In einer gemeinsamen Erklärung hatten die EU-Mitgliedstaaten die Präsidentschaftswahl in Belarus am Dienstag als "weder frei noch fair" verurteilt und angekündigt, die Beziehungen der EU zu dem Land auf den "Prüfstand" zu stellen. In der Erklärung wurden auch Gewalt gegen regierungskritische Demonstranten und willkürliche Festnahmen angeprangert.
Laut dem amtlichen Wahlergebnis in Belarus hatte der seit 26 Jahren autoritär regierende Staatschef Alexander Lukaschenko bei der Präsidentschaftswahl am Sonntag mehr als 80 Prozent der Stimmen geholt, seine Hauptrivalin Swetlana Tichanowskaja kam demnach auf nur rund 10 Prozent. Die Opposition erkannte das Ergebnis nicht an und warf der Regierung massiven Wahlbetrug vor.
Seit Tagen gibt es in Belarus heftige Proteste, gegen die Sicherheitskräfte gewaltsam vorgehen. Mit Blick auf die Gewalt gegen die Demonstranten und den mutmaßlichen Wahlbetrug hatte Bundesaußenminister Heiko Maas (SPD) eine Debatte über die Wiederverhängung von Sanktionen gegen Belarus gefordert.
Da die Minister nur per Videoschalte zusammenkommen, können sie keine politische Entscheidungen treffen. Allerdings könnten sie die EU-Kommission mit der Prüfung verschiedener Sanktionsmöglichkeiten beauftragen. "Das würde den Prozess beschleunigen, konkrete Maßnahmen zu beschließen", hieß es aus EU-Kreisen. Das nächste reguläre Treffen der EU-Außenminister soll am 27. und 28. August in Berlin stattfinden. Bei dem Treffen soll der Gipfel der Staats- und Regierungschefs am 24. und 25. September in Brüssel vorbereitet werden.
Die Beziehungen zwischen der EU und mehreren Drittstaaten sind derzeit stark belastet. Immer weiter zu spitzte sich zuletzt der Streit zwischen Brüssel und der Regierung in Ankara wegen der türkischen Gas- und Öl-Bohrungen im östlichen Mittelmeer. Als Reaktion auf die Entsendung eines türkischen Erkundungsschiffs vor die griechische Küste hatte die Regierung in Athen am Dienstag ein Treffen der EU-Außenminister gefordert.
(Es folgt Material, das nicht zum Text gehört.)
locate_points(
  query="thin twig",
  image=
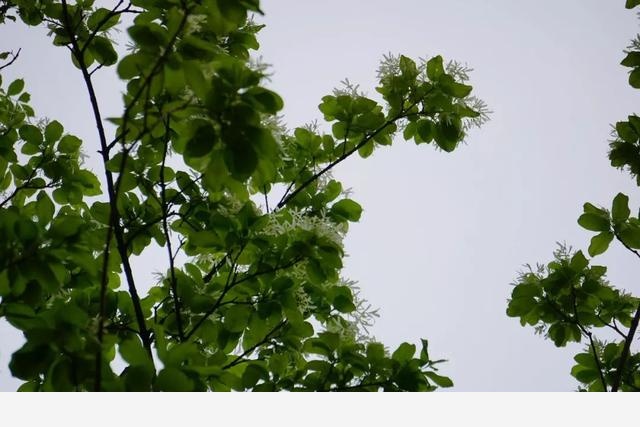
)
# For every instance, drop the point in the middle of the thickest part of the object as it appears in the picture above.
(13, 59)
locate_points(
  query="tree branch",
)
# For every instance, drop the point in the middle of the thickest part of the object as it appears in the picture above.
(251, 349)
(165, 227)
(625, 350)
(13, 59)
(114, 228)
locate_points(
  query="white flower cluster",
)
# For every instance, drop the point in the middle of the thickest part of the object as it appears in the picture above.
(298, 220)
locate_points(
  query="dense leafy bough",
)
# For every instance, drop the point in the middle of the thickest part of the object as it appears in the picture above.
(252, 297)
(568, 299)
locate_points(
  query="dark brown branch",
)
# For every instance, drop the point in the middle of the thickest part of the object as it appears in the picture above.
(13, 59)
(334, 163)
(234, 283)
(625, 350)
(165, 227)
(239, 359)
(589, 335)
(114, 228)
(103, 21)
(377, 384)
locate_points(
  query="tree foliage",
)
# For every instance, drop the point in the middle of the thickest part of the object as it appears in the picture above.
(247, 216)
(569, 299)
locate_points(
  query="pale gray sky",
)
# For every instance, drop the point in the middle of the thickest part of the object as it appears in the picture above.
(442, 235)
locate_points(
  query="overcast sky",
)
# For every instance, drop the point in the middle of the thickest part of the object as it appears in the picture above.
(443, 235)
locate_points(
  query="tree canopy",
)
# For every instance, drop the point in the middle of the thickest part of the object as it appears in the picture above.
(570, 299)
(248, 219)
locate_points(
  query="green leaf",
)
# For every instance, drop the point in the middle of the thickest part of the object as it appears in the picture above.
(404, 352)
(236, 318)
(347, 209)
(426, 130)
(69, 144)
(203, 140)
(103, 51)
(102, 19)
(594, 222)
(626, 132)
(634, 78)
(173, 379)
(448, 133)
(15, 87)
(435, 68)
(267, 100)
(439, 380)
(600, 243)
(53, 131)
(44, 208)
(632, 59)
(133, 352)
(630, 235)
(620, 208)
(578, 262)
(453, 88)
(630, 4)
(31, 134)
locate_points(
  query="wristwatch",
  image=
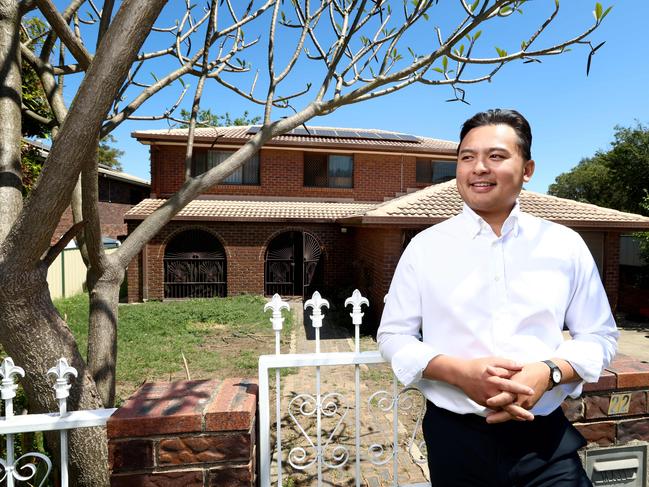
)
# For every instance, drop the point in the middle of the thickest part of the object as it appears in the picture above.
(555, 374)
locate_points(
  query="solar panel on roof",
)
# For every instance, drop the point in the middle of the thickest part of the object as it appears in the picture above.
(299, 131)
(351, 134)
(408, 138)
(369, 135)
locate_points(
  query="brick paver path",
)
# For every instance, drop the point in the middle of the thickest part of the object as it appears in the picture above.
(376, 426)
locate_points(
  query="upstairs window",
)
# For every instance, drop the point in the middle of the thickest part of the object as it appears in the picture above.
(328, 170)
(430, 171)
(246, 174)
Der griechische Außenminister Nikos Dendias will sich am Freitag zudem mit seinem US-Amtskollegen Mike Pompeo in Wien treffen, um über die Situation im östlichen Mittelmeer und die "wachsende Provokation" durch den Nato-Partner Türkei zu sprechen.
Die EU-Außenminister wollen sich zudem mit der politischen Krise im Libanon befassen, die sich nach der verheerenden Doppelexplosion vergangene Woche noch verschärft hat. Am Montag hatte die libanesische Regierung unter Ministerpräsident Hassan Diab als Reaktion auf die Katastrophe mit mehr als 170 Toten und tausenden Verletzten und darauffolgende tagelange Proteste ihren Rücktritt angekündigt. Experten rechnen damit, dass der Druck auf die politische Elite des Landes noch wächst. Viele Libanesen sehen in der Explosionskatastrophe einen Beleg für das Versagen der Verantwortlichen.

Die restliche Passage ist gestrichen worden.